La regione dell'Antartide occidentale, che comprende il settore del mare di Amundsen (in blu), dove il ritmo del ritiro dei ghiacciai è rallentato, e il settore del mare di Bellingshausen (in rosso), dove il ritmo ritiro è accelerato entrambi tra il 2003 e il 2015. Credit: Frazer Christie/Università di Cambridge
La regione dell'Antartide occidentale, che comprende il settore del mare di Amundsen (in blu), dove il ritmo del ritiro dei ghiacciai è rallentato, e il settore del mare di Bellingshausen (in rosso), dove il ritmo ritiro è accelerato entrambi tra il 2003 e il 2015. Credit: Frazer Christie/Università di Cambridge

Esaminando le registrazioni climatiche e oceaniche, i ricercatori hanno collegato queste differenze regionali ai cambiamenti nella forza e nella direzione dei venti di superficie al largo.
Quando i venti occidentali prevalenti sono più forti, una quantità maggiore di acqua oceanica più profonda e più calda raggiunge la superficie e aumenta la velocità di scioglimento dei ghiacciprecisano Christie e colleghi – . Ma tra il 2003 e il 2015, al largo del settore marino di Amundsen, l’intensità dei venti occidentali prevalenti si è ridotta, limitando l’intrusione di acqua più profonda e più calda, con un notevole cambiamento nel corrispondente comportamento dei ghiacciai lungo la regione: una netta riduzione del tasso di scioglimento e perdita di massa di ghiaccio”.

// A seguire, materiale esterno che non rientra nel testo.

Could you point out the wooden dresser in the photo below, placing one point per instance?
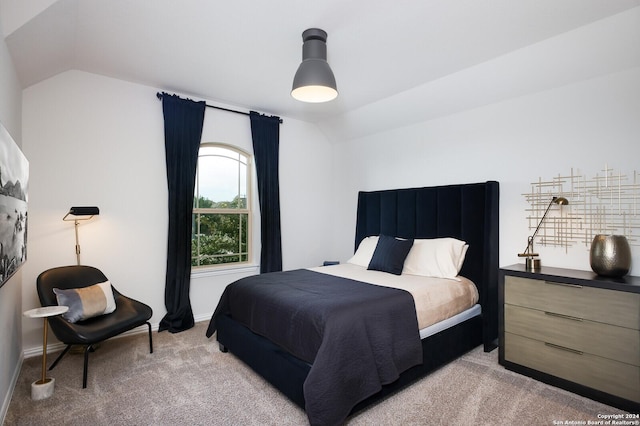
(573, 329)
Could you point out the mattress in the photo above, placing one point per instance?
(436, 299)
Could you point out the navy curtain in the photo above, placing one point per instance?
(183, 120)
(265, 132)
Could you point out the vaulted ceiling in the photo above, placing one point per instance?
(245, 52)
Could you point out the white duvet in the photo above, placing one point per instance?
(436, 299)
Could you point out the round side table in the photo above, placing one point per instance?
(43, 388)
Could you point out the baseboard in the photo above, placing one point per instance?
(12, 386)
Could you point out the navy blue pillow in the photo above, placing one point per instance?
(390, 254)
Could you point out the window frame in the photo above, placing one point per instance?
(247, 210)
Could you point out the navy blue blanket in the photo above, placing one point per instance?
(357, 336)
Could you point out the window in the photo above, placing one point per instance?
(221, 207)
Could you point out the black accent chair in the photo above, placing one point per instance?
(128, 315)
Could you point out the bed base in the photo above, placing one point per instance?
(288, 373)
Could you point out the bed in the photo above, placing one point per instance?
(467, 212)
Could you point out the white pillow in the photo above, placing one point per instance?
(436, 257)
(363, 255)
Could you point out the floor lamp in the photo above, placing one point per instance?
(76, 214)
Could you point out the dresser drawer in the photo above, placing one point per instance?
(595, 304)
(606, 375)
(608, 341)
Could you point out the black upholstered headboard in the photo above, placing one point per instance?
(469, 212)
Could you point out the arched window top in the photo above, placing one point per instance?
(221, 206)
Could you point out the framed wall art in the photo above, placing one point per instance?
(14, 180)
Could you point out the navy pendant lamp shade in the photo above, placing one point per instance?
(314, 81)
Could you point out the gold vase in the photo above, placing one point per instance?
(610, 255)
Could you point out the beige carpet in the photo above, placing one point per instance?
(187, 381)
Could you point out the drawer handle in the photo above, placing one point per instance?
(563, 284)
(553, 314)
(574, 351)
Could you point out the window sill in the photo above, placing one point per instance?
(224, 270)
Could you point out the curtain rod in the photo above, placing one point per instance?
(159, 95)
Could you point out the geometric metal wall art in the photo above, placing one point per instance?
(607, 203)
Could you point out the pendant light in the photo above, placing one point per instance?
(314, 81)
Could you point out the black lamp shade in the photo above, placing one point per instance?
(84, 211)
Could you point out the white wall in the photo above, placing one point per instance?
(581, 124)
(93, 140)
(10, 293)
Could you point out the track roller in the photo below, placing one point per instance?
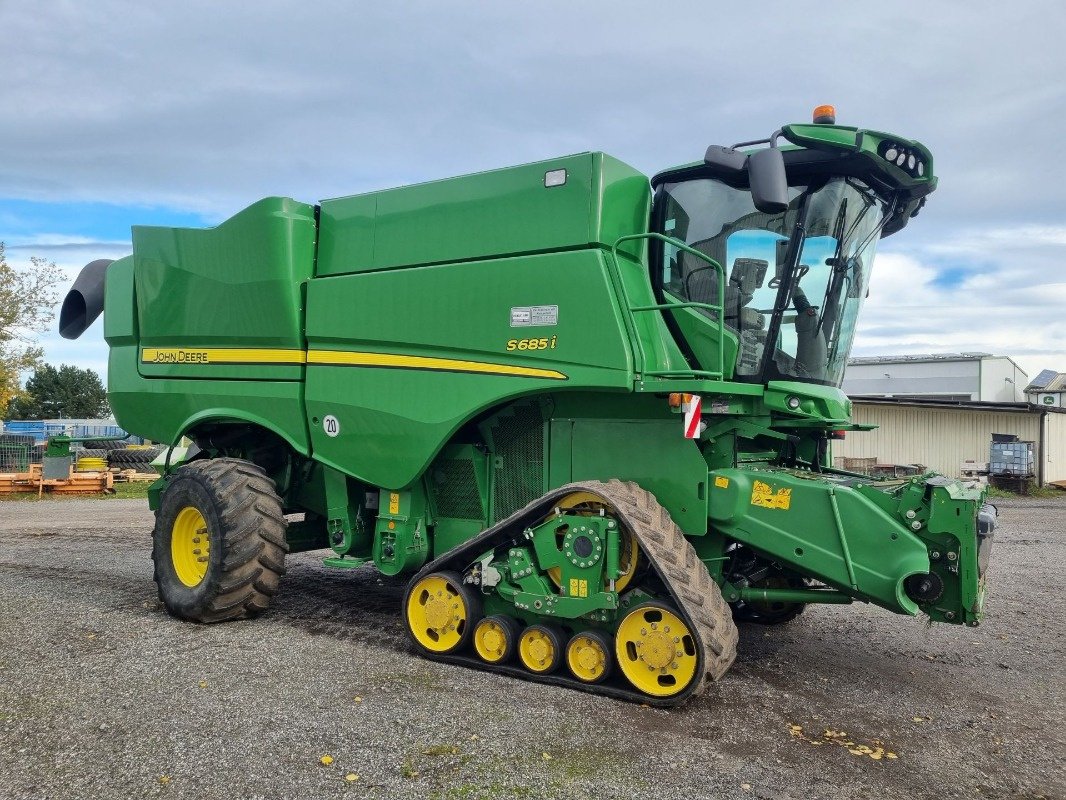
(588, 656)
(496, 638)
(441, 611)
(540, 649)
(656, 650)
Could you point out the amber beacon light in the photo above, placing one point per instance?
(825, 115)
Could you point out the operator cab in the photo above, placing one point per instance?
(796, 265)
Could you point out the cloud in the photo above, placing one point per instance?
(205, 107)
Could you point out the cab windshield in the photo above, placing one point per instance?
(795, 281)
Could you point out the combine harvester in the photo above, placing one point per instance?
(588, 414)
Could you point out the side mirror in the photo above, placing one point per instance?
(765, 176)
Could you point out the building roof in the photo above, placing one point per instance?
(1048, 381)
(924, 357)
(968, 404)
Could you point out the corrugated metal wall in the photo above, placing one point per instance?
(939, 438)
(1054, 460)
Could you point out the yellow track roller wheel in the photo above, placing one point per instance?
(588, 656)
(496, 638)
(586, 502)
(190, 546)
(540, 649)
(656, 651)
(441, 612)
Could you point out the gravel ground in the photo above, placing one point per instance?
(103, 696)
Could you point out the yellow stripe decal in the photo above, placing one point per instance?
(336, 358)
(350, 358)
(221, 355)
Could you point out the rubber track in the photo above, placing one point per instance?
(697, 598)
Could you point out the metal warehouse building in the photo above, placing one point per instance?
(942, 434)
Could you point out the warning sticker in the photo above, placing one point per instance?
(763, 494)
(529, 316)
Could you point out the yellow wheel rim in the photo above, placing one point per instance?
(437, 613)
(490, 641)
(536, 650)
(587, 658)
(628, 555)
(656, 651)
(190, 546)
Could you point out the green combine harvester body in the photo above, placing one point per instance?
(572, 403)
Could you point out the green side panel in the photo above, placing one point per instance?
(493, 213)
(859, 547)
(164, 409)
(393, 419)
(119, 317)
(238, 285)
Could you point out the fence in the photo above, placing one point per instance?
(42, 429)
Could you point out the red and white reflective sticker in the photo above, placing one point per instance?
(692, 414)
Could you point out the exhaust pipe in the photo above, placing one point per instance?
(84, 302)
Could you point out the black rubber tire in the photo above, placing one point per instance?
(139, 456)
(246, 558)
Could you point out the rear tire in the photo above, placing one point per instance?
(219, 543)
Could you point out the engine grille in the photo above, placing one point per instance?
(518, 444)
(455, 489)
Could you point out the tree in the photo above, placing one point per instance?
(27, 305)
(69, 393)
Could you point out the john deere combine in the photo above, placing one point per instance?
(588, 414)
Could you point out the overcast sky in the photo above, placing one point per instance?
(122, 113)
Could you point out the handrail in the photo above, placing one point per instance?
(669, 306)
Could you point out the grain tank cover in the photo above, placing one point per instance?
(237, 285)
(580, 201)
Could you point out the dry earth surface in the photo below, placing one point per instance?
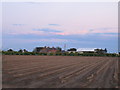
(59, 72)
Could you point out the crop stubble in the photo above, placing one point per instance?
(59, 72)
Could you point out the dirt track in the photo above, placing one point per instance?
(60, 72)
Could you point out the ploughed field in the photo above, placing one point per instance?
(59, 72)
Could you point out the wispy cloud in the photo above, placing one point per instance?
(54, 24)
(47, 30)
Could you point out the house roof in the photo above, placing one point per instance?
(86, 49)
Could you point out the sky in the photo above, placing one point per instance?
(76, 24)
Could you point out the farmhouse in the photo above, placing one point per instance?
(92, 50)
(46, 49)
(72, 50)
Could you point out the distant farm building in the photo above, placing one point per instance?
(47, 49)
(91, 50)
(72, 50)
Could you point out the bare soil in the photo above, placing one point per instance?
(59, 72)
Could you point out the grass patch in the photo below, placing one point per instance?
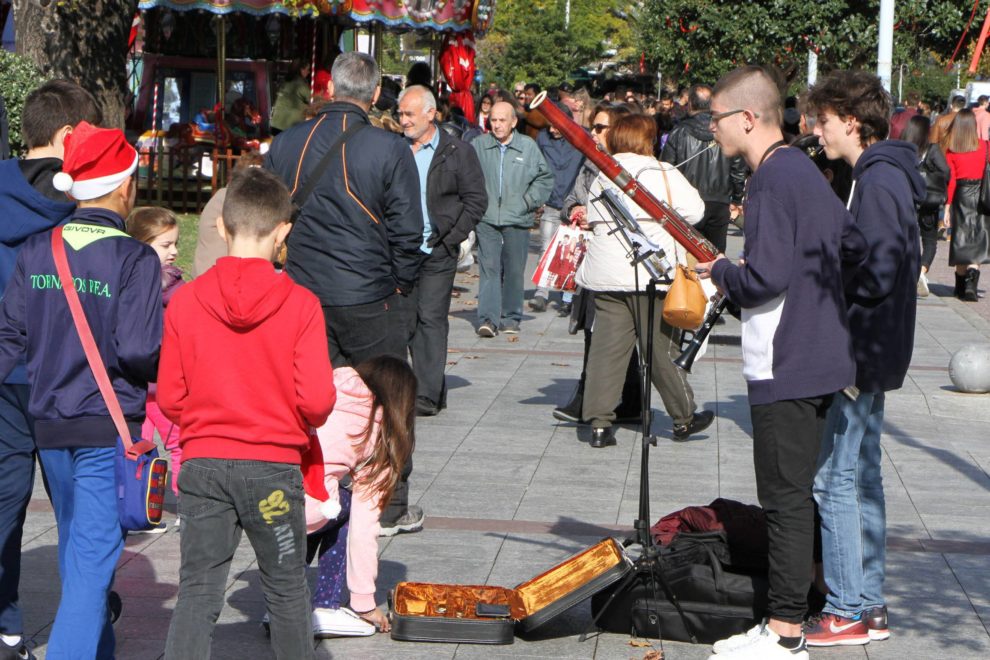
(188, 235)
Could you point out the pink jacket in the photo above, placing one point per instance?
(343, 453)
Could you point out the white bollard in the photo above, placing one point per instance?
(969, 369)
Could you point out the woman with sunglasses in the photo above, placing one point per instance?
(620, 288)
(582, 308)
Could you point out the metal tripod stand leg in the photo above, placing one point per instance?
(649, 560)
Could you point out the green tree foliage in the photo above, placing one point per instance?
(701, 40)
(18, 76)
(529, 40)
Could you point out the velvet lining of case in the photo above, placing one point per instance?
(461, 601)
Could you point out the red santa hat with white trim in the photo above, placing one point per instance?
(97, 161)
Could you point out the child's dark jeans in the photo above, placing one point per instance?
(217, 499)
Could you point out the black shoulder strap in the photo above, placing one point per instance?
(314, 178)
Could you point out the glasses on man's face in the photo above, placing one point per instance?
(719, 116)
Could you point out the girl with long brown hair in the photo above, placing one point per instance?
(969, 245)
(365, 443)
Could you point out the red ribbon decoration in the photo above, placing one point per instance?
(457, 65)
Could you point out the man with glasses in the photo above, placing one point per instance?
(720, 181)
(796, 344)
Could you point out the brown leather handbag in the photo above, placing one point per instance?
(684, 305)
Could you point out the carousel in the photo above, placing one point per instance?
(205, 73)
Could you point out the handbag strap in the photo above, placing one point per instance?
(321, 167)
(92, 352)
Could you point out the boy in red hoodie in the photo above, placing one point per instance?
(244, 373)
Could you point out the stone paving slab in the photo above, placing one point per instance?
(510, 492)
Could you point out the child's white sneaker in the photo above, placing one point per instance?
(758, 643)
(341, 622)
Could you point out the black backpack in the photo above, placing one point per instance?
(716, 599)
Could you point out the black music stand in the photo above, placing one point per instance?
(643, 252)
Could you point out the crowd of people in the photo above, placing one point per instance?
(285, 377)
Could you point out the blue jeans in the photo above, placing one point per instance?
(502, 253)
(16, 483)
(849, 491)
(90, 540)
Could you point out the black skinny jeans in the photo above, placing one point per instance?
(786, 440)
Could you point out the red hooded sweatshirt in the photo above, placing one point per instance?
(244, 368)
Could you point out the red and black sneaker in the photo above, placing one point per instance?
(833, 630)
(876, 621)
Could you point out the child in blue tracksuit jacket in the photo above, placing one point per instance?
(119, 284)
(29, 205)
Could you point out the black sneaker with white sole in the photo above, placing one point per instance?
(699, 422)
(409, 522)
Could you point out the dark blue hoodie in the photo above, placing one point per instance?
(882, 296)
(119, 285)
(24, 212)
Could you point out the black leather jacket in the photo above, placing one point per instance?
(717, 178)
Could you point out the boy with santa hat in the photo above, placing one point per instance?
(119, 285)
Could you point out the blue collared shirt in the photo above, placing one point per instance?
(424, 156)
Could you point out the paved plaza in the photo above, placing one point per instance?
(509, 492)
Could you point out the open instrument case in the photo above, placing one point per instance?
(469, 614)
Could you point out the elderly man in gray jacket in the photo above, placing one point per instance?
(518, 182)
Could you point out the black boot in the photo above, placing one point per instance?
(960, 286)
(969, 288)
(571, 411)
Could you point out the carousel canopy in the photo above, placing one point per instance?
(256, 7)
(436, 15)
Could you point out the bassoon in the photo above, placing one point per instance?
(673, 224)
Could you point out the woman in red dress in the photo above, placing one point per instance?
(967, 156)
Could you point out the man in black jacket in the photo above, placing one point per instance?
(719, 180)
(453, 201)
(356, 240)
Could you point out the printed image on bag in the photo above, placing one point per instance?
(558, 265)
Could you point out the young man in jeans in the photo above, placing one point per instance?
(245, 372)
(796, 347)
(852, 110)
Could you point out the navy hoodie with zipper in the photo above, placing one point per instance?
(25, 211)
(119, 285)
(882, 296)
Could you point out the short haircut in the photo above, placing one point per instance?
(425, 93)
(146, 223)
(752, 88)
(855, 94)
(632, 134)
(256, 202)
(700, 98)
(355, 76)
(917, 131)
(56, 104)
(962, 136)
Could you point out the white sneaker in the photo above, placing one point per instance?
(759, 643)
(342, 622)
(738, 641)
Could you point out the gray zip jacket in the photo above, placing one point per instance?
(517, 181)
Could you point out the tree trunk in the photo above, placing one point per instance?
(82, 41)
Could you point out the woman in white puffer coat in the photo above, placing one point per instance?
(620, 306)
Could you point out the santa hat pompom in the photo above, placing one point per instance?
(330, 509)
(62, 182)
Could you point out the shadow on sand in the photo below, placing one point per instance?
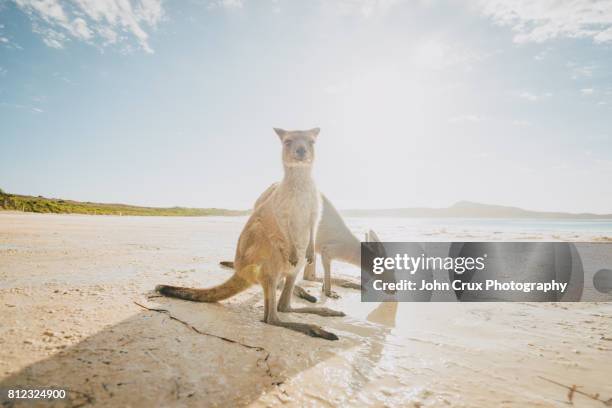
(193, 355)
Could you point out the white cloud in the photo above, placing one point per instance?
(225, 4)
(587, 91)
(521, 123)
(470, 118)
(101, 22)
(579, 71)
(364, 8)
(542, 20)
(531, 96)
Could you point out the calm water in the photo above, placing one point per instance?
(402, 229)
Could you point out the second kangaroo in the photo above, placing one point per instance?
(276, 240)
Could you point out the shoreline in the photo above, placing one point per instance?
(71, 313)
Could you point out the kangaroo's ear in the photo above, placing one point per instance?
(281, 133)
(314, 132)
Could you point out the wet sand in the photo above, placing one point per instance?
(72, 291)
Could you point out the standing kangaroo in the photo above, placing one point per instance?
(276, 240)
(334, 241)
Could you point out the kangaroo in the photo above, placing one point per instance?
(276, 240)
(334, 241)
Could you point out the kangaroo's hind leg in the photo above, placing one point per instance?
(284, 304)
(271, 315)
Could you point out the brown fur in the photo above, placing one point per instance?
(275, 240)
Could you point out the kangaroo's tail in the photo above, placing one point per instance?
(227, 289)
(227, 264)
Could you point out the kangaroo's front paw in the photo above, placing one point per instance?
(293, 260)
(332, 294)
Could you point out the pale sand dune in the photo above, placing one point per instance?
(68, 320)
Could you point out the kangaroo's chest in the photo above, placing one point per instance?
(297, 210)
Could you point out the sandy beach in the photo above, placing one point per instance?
(77, 313)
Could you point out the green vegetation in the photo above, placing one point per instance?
(51, 205)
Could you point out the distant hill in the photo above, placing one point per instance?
(467, 209)
(53, 205)
(462, 209)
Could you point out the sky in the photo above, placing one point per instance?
(420, 103)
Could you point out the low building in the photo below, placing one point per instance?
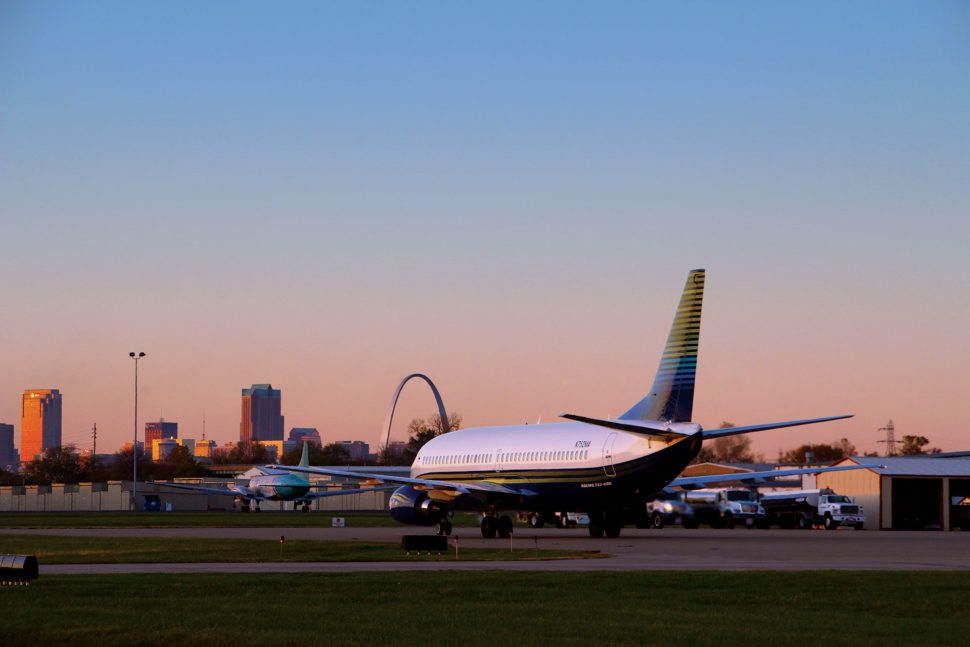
(926, 492)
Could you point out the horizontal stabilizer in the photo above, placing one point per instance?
(646, 428)
(733, 431)
(754, 478)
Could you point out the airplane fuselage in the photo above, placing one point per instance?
(582, 465)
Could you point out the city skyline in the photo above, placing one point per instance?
(505, 198)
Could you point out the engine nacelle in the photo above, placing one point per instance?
(411, 506)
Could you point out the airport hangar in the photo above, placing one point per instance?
(923, 492)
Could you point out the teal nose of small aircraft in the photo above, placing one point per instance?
(290, 487)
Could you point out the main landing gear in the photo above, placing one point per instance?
(443, 527)
(608, 523)
(502, 526)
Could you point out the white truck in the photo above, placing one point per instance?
(813, 509)
(727, 507)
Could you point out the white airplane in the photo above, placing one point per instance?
(275, 485)
(605, 468)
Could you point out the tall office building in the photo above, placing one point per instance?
(40, 422)
(159, 430)
(9, 458)
(261, 417)
(310, 434)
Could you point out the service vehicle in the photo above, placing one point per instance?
(727, 507)
(669, 508)
(821, 508)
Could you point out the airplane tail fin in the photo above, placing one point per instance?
(304, 459)
(671, 397)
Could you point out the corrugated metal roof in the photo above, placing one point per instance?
(915, 465)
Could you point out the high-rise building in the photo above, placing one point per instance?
(161, 429)
(40, 422)
(310, 434)
(9, 457)
(261, 414)
(357, 450)
(203, 448)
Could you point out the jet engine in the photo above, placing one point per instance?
(411, 506)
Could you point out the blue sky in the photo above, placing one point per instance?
(330, 196)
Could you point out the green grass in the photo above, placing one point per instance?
(492, 608)
(207, 520)
(119, 550)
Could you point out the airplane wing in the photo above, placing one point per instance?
(733, 431)
(317, 495)
(429, 484)
(240, 491)
(689, 482)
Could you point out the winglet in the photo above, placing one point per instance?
(646, 428)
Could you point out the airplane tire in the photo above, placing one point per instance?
(504, 527)
(488, 527)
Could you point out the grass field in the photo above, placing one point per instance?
(492, 608)
(51, 549)
(206, 520)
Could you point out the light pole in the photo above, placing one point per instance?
(134, 445)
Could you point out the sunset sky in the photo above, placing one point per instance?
(504, 196)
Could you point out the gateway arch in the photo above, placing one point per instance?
(389, 418)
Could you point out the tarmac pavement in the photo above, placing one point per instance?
(667, 549)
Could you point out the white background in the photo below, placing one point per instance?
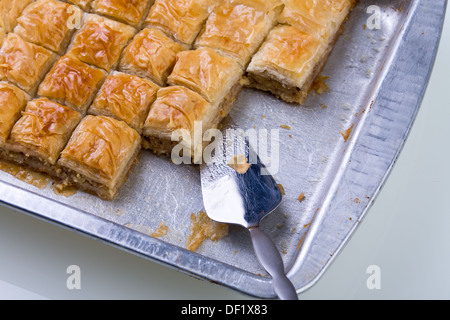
(406, 234)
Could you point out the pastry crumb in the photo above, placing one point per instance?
(160, 231)
(346, 133)
(202, 228)
(239, 163)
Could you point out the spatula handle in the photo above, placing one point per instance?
(270, 259)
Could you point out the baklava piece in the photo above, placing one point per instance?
(215, 77)
(128, 11)
(46, 23)
(100, 155)
(100, 41)
(2, 36)
(40, 135)
(321, 17)
(287, 63)
(83, 4)
(125, 97)
(72, 83)
(10, 10)
(23, 63)
(236, 29)
(151, 54)
(177, 113)
(12, 102)
(295, 53)
(180, 19)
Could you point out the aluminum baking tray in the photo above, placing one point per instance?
(377, 78)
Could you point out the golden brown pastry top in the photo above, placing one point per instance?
(44, 128)
(83, 4)
(100, 41)
(181, 19)
(12, 102)
(10, 10)
(126, 97)
(260, 5)
(128, 11)
(2, 36)
(314, 16)
(21, 62)
(236, 30)
(71, 81)
(151, 54)
(45, 23)
(176, 107)
(289, 53)
(206, 72)
(101, 145)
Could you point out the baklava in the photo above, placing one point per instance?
(125, 97)
(127, 11)
(2, 36)
(24, 63)
(151, 54)
(12, 101)
(83, 4)
(237, 29)
(215, 77)
(287, 63)
(72, 83)
(100, 41)
(174, 115)
(296, 50)
(10, 10)
(100, 155)
(46, 23)
(320, 17)
(40, 135)
(180, 19)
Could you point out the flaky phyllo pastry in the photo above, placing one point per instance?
(87, 85)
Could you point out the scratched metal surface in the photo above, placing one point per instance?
(377, 80)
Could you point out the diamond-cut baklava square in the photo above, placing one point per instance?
(151, 54)
(100, 155)
(125, 97)
(24, 63)
(42, 132)
(2, 36)
(208, 73)
(72, 83)
(100, 41)
(12, 102)
(320, 17)
(177, 108)
(46, 23)
(128, 11)
(10, 10)
(180, 19)
(236, 29)
(287, 63)
(83, 4)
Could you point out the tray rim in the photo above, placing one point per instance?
(215, 271)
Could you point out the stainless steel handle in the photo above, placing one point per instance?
(270, 259)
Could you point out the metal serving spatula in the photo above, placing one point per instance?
(244, 199)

Ma cosa ha determinato l’indebolimento di questi venti e, di conseguenza, ridotto lo scioglimento dei ghiacci? Secondo gli studiosi, la causa principale è da ricercarsi nell’insolita intensificazione del sistema di bassa pressione sul mare di Amundsen. “Questo sistema è il modello chiave di circolazione atmosferica nella regione e la sua posizione nel centro di bassa pressione, vicino al quale i cambiamenti nell’intensità dei venti sono maggiori, si trova tipicamente al largo della costa omonima per la maggior parte dell’anno”.

Più lontano da questo centro di pressione, i ricercatori hanno invece riscontrato che la risposta accelerata dei ghiacciai del settore marino di Bellingshausen, che può essere spiegata da venti relativamente più inalterati, che in confronto hanno determinato uno scioglimento oceanico più persistente.

La complessità delle interazioni tra ghiaccio, oceano e atmosfera, che guida i cambiamenti a breve termine in tutto l’Antartide occidentale, solleva quindi importanti interrogativi su quanto velocemente il continente ghiacciato si evolverà con il riscaldamento globale. “I meccanismi oceanici e atmosferici contano ancora realmente nell’Antartide occidentale – ha affermato Eric Steig, co-autore dello studio, e professore di scienze della Terra e dello spazio dell’Università di Washington a Seattle – . Ciò significa che il collasso della calotta glaciale non è inevitabile. Tutto dipenderà da come cambierà il clima nei prossimi decenni, sul quale potremo avere un’influenza positiva, riducendo le emissioni di gas serra”.